500+ Malicious Chrome Extensions Found, Disabled, And Removed From Web Store


Malvertising is the practice of delivering malicious online advertisements that are either disruptive or intrusive. And on Google Chrome, many extensions were doing this.

In a report by security researcher Jamila Kaya and Cisco's Duo Security team, they have identified a group of Chrome web browser extensions that were active over at least eight months.

The rogue extensions were part of a larger malware operation that has been active for at least two years, with the team also believing that the group who orchestrated this operation might have been active since the early 2010s.

During that time period, the extensions redirected millions of users to malicious sites, including to affiliate links or a GDPR announcement site in an apparent attempt to misdirect investigations and appear legitimate.

Users were redirected in such a way so that the malicious ads appear ordinary, but remain intrusive.

In their two-months long investigation, the researchers found more than 500 of these extension.

Rogue Chrome extension
MapsTrek Promos, one of the more than 500+ malicious Chrome extensions found and removed from Chrome Web Store. (Credit: Duo / Google Chrome)

According to Jamila Kaya and Jacob Rickerd from Duo:

"The user’s host regularly checks in at an asynchronous interval to the other domains to receive new instructions, locations to upload data, and new domain and feed lists for advertisements and future redirects."

The malicious code injected by the extensions can be activated under certain conditions.

When the conditions meet, the extensions can redirect users to specific sites, with some would be an affiliate link on legitimate site, or something malicious, such as a malware download site or a web page solely created for phishing.

Kaya discovered the malicious extensions during her routine threat hunting, in which she gathers visiting data to malicious sites that had a common URL pattern.

Rogue Chrome extension
The level of permissions requested by the extensions is high, allowing them to access a large amount of data from victims' browser. (Credit: Duo / Google Chrome)

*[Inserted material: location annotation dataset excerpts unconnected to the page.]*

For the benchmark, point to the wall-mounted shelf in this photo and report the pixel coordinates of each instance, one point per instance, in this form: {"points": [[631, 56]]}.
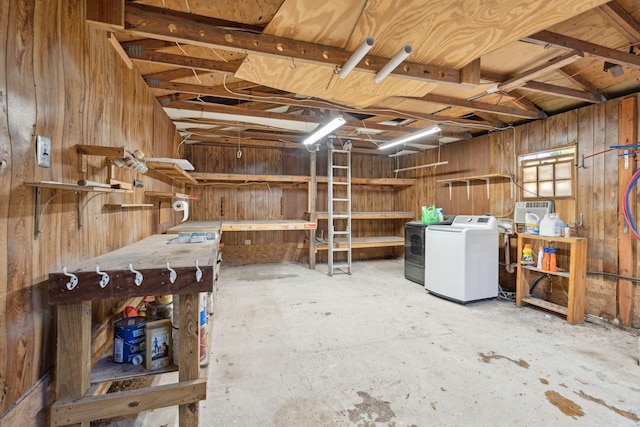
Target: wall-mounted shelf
{"points": [[172, 171], [128, 205], [65, 189], [467, 180]]}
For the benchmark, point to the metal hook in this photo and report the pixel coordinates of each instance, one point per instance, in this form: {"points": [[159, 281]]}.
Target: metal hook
{"points": [[198, 273], [105, 277], [73, 282], [172, 274], [139, 278]]}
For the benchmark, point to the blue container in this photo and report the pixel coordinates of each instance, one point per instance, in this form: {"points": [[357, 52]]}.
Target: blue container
{"points": [[128, 338]]}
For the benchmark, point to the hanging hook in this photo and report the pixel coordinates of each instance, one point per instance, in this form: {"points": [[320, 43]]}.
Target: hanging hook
{"points": [[104, 281], [172, 274], [73, 281], [139, 278], [198, 273]]}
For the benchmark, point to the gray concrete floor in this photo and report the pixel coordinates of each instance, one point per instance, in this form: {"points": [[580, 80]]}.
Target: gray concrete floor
{"points": [[294, 347]]}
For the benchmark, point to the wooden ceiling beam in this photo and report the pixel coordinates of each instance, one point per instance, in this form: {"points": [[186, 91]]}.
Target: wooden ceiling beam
{"points": [[539, 71], [165, 24], [558, 41], [482, 106], [564, 92], [617, 16]]}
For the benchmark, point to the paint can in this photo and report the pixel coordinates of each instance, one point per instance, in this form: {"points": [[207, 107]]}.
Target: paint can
{"points": [[128, 338]]}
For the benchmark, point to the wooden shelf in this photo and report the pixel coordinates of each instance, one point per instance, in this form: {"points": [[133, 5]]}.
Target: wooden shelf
{"points": [[576, 275], [65, 188], [128, 205], [371, 215], [467, 180], [172, 171]]}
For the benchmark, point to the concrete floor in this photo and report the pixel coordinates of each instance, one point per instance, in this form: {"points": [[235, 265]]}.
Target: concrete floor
{"points": [[295, 347]]}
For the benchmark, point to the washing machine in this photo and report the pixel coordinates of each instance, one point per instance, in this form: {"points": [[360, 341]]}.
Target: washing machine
{"points": [[461, 259]]}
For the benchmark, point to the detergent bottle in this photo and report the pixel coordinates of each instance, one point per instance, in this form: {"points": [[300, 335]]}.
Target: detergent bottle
{"points": [[531, 223], [551, 225]]}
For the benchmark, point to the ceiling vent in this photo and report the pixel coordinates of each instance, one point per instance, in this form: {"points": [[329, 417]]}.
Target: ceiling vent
{"points": [[539, 208]]}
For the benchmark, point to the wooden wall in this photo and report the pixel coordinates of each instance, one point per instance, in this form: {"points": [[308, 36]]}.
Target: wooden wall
{"points": [[593, 129], [62, 80]]}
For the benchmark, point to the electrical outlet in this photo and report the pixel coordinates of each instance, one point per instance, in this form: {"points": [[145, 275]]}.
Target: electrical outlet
{"points": [[43, 151]]}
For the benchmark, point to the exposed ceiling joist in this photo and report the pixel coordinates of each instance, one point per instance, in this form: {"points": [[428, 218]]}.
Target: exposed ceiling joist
{"points": [[165, 24], [558, 41]]}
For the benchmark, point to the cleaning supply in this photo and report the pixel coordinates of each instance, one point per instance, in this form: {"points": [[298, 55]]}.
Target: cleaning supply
{"points": [[546, 259], [552, 260], [531, 223], [540, 256], [527, 256], [551, 225]]}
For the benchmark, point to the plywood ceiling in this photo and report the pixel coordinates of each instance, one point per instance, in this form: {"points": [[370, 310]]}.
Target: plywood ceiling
{"points": [[265, 71]]}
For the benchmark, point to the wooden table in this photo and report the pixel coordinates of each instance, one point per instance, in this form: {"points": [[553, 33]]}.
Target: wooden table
{"points": [[149, 258]]}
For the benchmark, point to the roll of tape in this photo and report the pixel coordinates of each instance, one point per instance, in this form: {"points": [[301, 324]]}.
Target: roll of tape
{"points": [[182, 206]]}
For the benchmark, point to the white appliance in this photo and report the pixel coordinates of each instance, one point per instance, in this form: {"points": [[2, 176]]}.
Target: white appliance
{"points": [[461, 259]]}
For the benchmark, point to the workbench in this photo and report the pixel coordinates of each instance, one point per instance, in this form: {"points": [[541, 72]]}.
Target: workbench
{"points": [[139, 269]]}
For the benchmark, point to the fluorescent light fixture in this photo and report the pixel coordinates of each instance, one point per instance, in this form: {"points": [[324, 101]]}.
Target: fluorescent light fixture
{"points": [[356, 57], [325, 130], [393, 63], [411, 137]]}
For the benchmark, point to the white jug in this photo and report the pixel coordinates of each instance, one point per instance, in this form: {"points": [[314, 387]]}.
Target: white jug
{"points": [[551, 225], [531, 223]]}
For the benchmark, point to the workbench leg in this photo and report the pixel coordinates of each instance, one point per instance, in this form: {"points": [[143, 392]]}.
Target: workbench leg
{"points": [[73, 350], [189, 353]]}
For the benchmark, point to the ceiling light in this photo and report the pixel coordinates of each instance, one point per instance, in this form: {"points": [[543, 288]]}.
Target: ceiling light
{"points": [[413, 136], [393, 63], [356, 57], [324, 130]]}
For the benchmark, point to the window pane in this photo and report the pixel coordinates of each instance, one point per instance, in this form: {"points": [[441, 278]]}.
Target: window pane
{"points": [[530, 189], [563, 188], [563, 170], [529, 174], [545, 173], [545, 189]]}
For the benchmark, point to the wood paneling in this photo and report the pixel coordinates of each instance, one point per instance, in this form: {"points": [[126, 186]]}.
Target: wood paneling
{"points": [[64, 81]]}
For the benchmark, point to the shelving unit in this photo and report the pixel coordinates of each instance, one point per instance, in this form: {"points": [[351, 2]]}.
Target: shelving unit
{"points": [[467, 180], [576, 275], [75, 377], [64, 189]]}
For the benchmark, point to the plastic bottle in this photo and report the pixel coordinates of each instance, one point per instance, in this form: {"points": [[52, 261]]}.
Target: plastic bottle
{"points": [[546, 259], [540, 256], [552, 260], [527, 256]]}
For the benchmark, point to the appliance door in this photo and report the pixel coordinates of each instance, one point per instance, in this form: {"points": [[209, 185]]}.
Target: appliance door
{"points": [[414, 245], [444, 272]]}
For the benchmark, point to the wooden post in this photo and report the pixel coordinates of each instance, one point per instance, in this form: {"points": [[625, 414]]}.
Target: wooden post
{"points": [[627, 134], [313, 217], [73, 364], [189, 351]]}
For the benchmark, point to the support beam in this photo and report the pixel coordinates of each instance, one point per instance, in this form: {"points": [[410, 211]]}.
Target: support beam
{"points": [[564, 92], [592, 50], [539, 71]]}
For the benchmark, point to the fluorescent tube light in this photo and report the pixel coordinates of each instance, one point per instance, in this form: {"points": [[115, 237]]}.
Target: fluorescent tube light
{"points": [[413, 136], [356, 57], [325, 130], [393, 63]]}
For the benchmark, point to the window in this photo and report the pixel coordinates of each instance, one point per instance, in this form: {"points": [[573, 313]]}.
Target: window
{"points": [[547, 174]]}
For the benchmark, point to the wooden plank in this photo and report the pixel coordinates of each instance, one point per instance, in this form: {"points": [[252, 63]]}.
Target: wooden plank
{"points": [[627, 134], [129, 402], [189, 351], [98, 150]]}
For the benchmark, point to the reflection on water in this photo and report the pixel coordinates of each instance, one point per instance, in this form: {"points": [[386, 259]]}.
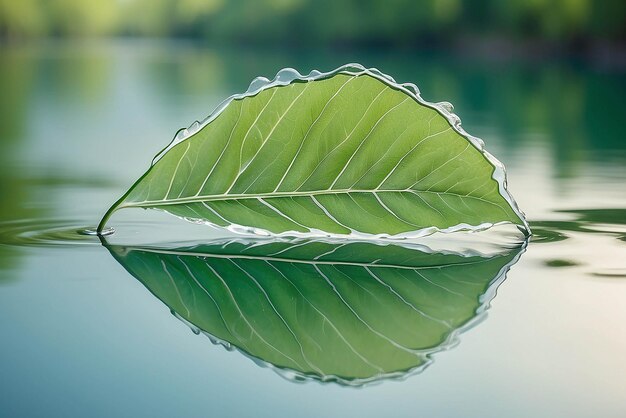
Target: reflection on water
{"points": [[80, 122], [347, 312]]}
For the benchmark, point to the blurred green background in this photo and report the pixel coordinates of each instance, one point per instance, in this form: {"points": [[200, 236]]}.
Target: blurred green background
{"points": [[570, 23]]}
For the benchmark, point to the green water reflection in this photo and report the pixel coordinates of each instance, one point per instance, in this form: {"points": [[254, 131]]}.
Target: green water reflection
{"points": [[80, 121], [347, 312]]}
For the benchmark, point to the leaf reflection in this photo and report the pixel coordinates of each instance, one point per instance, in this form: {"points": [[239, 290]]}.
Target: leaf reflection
{"points": [[352, 313]]}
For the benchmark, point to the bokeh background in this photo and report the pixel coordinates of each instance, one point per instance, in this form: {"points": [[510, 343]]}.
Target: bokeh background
{"points": [[91, 90], [569, 24]]}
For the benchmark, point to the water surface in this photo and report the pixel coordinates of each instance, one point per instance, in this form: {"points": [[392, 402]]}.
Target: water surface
{"points": [[81, 336]]}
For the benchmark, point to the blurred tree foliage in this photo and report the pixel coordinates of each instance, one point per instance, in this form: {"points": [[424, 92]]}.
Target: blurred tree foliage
{"points": [[386, 22]]}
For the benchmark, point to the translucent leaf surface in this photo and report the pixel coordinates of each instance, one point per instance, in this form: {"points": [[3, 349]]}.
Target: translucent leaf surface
{"points": [[349, 152], [353, 312]]}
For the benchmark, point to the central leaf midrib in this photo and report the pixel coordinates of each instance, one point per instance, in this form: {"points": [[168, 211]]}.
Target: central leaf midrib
{"points": [[222, 197], [313, 261]]}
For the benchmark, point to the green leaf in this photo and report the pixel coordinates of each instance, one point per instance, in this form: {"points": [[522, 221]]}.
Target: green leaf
{"points": [[352, 313], [349, 152]]}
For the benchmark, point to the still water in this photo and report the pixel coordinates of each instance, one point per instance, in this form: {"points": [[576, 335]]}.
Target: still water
{"points": [[87, 329]]}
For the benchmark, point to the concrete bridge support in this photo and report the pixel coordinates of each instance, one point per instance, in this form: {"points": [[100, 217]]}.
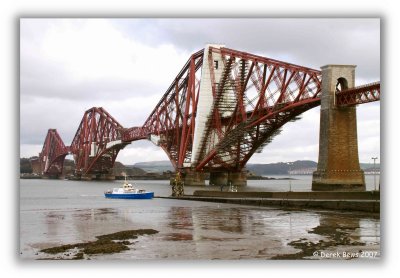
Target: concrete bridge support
{"points": [[225, 178], [338, 163], [193, 178]]}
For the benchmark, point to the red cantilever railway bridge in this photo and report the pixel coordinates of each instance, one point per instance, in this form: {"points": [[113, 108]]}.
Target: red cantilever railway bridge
{"points": [[223, 106]]}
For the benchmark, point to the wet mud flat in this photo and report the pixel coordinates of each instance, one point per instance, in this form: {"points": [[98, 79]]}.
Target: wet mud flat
{"points": [[105, 244], [197, 230]]}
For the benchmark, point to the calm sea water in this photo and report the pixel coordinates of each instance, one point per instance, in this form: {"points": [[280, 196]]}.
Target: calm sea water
{"points": [[56, 212]]}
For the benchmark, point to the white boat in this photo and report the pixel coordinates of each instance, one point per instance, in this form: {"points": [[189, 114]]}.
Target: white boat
{"points": [[127, 191]]}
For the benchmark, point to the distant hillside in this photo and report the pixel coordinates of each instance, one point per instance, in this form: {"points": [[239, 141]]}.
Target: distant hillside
{"points": [[155, 166], [69, 168], [298, 167], [282, 168]]}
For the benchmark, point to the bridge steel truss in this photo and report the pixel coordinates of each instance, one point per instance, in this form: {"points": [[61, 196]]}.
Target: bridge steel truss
{"points": [[173, 119], [51, 158], [252, 100], [96, 143]]}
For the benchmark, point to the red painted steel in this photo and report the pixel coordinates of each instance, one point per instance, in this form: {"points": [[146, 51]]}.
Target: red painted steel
{"points": [[51, 158], [97, 142], [253, 99], [173, 119], [358, 95]]}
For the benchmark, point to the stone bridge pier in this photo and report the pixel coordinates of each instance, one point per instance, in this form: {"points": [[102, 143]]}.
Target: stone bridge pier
{"points": [[338, 163]]}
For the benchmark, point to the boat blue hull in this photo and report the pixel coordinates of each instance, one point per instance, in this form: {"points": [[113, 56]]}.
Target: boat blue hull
{"points": [[147, 195]]}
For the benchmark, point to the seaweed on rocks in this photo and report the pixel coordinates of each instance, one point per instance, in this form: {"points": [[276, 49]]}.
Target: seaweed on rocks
{"points": [[105, 244]]}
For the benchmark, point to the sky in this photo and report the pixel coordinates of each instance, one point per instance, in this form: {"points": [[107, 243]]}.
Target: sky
{"points": [[125, 65]]}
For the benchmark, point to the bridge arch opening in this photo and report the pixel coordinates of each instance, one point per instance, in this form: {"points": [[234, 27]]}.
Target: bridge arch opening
{"points": [[341, 84], [144, 151]]}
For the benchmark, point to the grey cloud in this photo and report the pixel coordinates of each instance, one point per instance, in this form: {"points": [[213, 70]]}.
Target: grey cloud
{"points": [[310, 42]]}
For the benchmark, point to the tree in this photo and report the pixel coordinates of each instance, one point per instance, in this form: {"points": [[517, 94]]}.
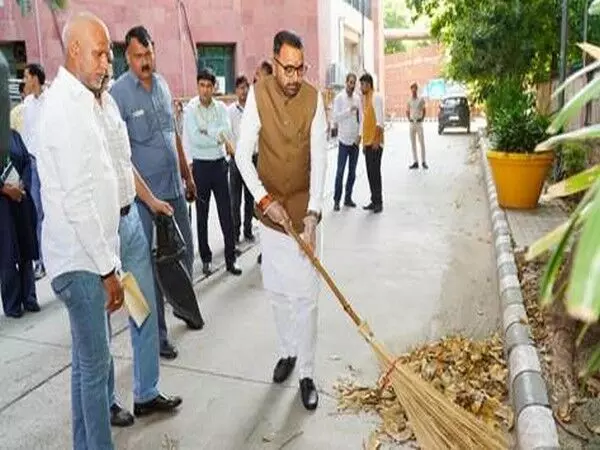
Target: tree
{"points": [[488, 40], [393, 17]]}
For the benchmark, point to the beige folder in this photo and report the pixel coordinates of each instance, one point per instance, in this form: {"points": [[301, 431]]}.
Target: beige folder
{"points": [[135, 302]]}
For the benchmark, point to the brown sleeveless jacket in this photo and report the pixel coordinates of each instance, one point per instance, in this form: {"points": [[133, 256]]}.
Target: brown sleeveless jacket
{"points": [[284, 146]]}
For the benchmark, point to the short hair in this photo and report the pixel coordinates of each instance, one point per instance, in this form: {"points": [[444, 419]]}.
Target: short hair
{"points": [[36, 70], [241, 80], [141, 34], [367, 78], [288, 38], [266, 66], [206, 74]]}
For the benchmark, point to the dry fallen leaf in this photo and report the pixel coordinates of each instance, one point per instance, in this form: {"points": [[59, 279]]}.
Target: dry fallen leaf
{"points": [[471, 373]]}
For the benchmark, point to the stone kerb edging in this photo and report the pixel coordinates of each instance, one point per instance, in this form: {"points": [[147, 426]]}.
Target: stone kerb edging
{"points": [[534, 423]]}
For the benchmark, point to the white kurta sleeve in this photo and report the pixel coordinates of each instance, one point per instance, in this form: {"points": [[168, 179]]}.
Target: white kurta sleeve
{"points": [[318, 157], [247, 142]]}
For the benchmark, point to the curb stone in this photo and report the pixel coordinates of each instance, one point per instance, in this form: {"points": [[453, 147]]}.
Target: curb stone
{"points": [[534, 423]]}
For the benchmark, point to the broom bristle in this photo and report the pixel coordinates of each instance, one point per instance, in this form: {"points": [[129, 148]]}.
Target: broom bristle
{"points": [[438, 423]]}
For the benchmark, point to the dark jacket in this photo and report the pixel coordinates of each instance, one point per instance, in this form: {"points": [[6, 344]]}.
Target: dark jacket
{"points": [[18, 220]]}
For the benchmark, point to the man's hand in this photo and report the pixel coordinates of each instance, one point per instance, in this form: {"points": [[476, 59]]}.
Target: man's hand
{"points": [[190, 190], [159, 207], [309, 235], [114, 292], [15, 193], [277, 213]]}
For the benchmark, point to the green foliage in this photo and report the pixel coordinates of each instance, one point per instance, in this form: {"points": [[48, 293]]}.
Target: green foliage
{"points": [[573, 158], [393, 17], [514, 122], [487, 39]]}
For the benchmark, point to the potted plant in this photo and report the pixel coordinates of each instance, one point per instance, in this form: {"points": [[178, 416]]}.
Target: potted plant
{"points": [[516, 127]]}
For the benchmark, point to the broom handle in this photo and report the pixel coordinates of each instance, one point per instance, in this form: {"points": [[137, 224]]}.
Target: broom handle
{"points": [[317, 264]]}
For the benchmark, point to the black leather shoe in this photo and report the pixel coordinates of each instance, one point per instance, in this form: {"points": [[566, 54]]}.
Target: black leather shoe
{"points": [[120, 417], [234, 269], [161, 403], [283, 369], [308, 391], [34, 307], [191, 325], [168, 350], [206, 268]]}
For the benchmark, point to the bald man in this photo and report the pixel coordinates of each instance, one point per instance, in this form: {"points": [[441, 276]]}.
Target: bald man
{"points": [[80, 195]]}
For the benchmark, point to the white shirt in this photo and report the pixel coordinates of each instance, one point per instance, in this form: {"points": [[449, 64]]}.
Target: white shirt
{"points": [[115, 131], [248, 140], [415, 108], [79, 191], [347, 120], [31, 121]]}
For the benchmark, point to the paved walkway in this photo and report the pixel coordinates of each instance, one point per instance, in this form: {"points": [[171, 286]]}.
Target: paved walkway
{"points": [[420, 270]]}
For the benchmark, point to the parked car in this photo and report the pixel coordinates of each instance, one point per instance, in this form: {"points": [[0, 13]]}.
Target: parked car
{"points": [[454, 112]]}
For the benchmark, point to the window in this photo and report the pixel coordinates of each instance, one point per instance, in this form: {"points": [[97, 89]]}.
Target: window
{"points": [[359, 5], [221, 59], [119, 62]]}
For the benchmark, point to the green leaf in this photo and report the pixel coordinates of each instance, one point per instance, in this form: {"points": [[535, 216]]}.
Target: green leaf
{"points": [[589, 92], [582, 134], [554, 237], [583, 293], [577, 183], [573, 77], [549, 278]]}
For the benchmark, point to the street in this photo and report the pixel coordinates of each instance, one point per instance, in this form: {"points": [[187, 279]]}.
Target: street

Kaya discovered that the rogue extensions had little information about their true purpose, and all shared much the same source code.

However, their function names were replaced in order to appear different enough to pass through Google’s automated duplicate detection system.

This way, the developers of the extensions can publish a large volume of the rogue extensions which do the exact same thing, if not similar.

"Individually, I identified more than a dozen extensions that shared a pattern. Upon contacting Duo, we were able to quickly fingerprint them using 'CRXcavator' database and discover the entire network," she said.

After reaching Google, the tech giant conducted its own investigation. Here, Google found even more extensions that shared the same pattern. Google quickly made all those rogue extensions disabled by default, and marking them as malware so users who have installed them would be prompted to immediately uninstall them.

Google also removed the 500+ Chrome rogue extensions from its official Web Store.